A more complex credit derivative such as a synthetic CDO is nothing more than a mini-bank. We show this at Figure 2. The asset-liability profiles are remarkably similar. Just as investors can decide whether they want to be at the extreme end of a bank’s risk-reward profile, by holding its equity, or at the lowest risk investment by holding the secured debt, so they can also decide whether they want to hold CDO equity or a senior tranche. In either case, the asset will be marked down in a market correction, as we are seeing now. Of course secondary market liquidity is higher for bank-issued securities than CDO securities, which is an issue for consideration. But the underlying fundamentals are identical. The product itself is not the source of losses; rather, profit or loss is a function of the quality of the assets in the vehicle – be it bank or CDO. For an investor to blame losses on the CDO and state that it is a bad product is as valid as saying that a bank is a flawed “product” that causes losses.

The benefits to financial markets and the global economy of securitisation and credit derivatives are obvious and, in the case of ABS, of long-standing. The advantages are still being derived now, albeit not in the traditional sense. Currently banks are combining credit derivatives with securitisation technology to undertake Basel regulatory capital relief trades over the year-end.
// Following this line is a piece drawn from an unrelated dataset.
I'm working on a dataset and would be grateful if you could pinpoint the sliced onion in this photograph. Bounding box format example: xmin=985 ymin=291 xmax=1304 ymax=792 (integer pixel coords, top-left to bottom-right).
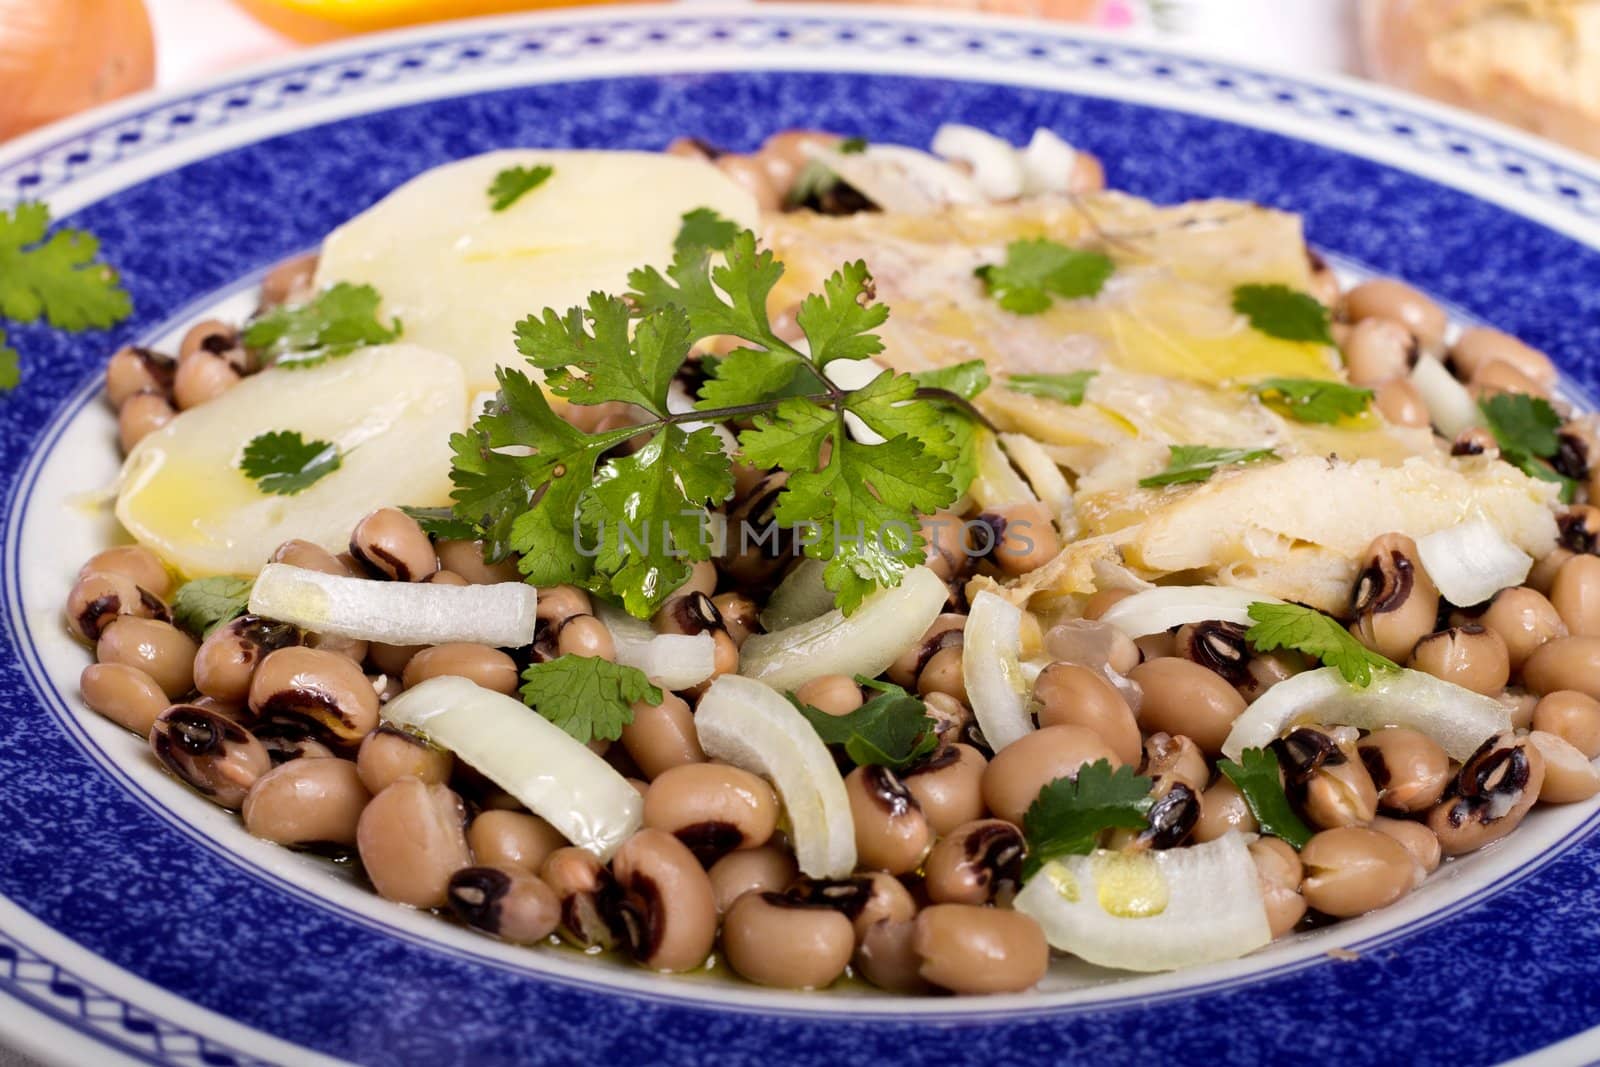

These are in effect short-term securitisation transactions. The banks do not need to find investors for cash ABS in this instance, but merely trade in the wholesale banking markets. This is a further example of the product class aiding more efficient bank balance sheet management.

Conclusion
The ability to transfer credit risk, whether by CDS or securitisation, will always be important. In a market of greater investor confidence, the search for yield will mean that ABS securities will be in demand again. No-one would seek to predict a time when the market upturn will begin, but one prediction we can make safely is that investors will not be happy to hold T-bills for ever. When that time comes, structured credit products will be at the forefront of another bull market run.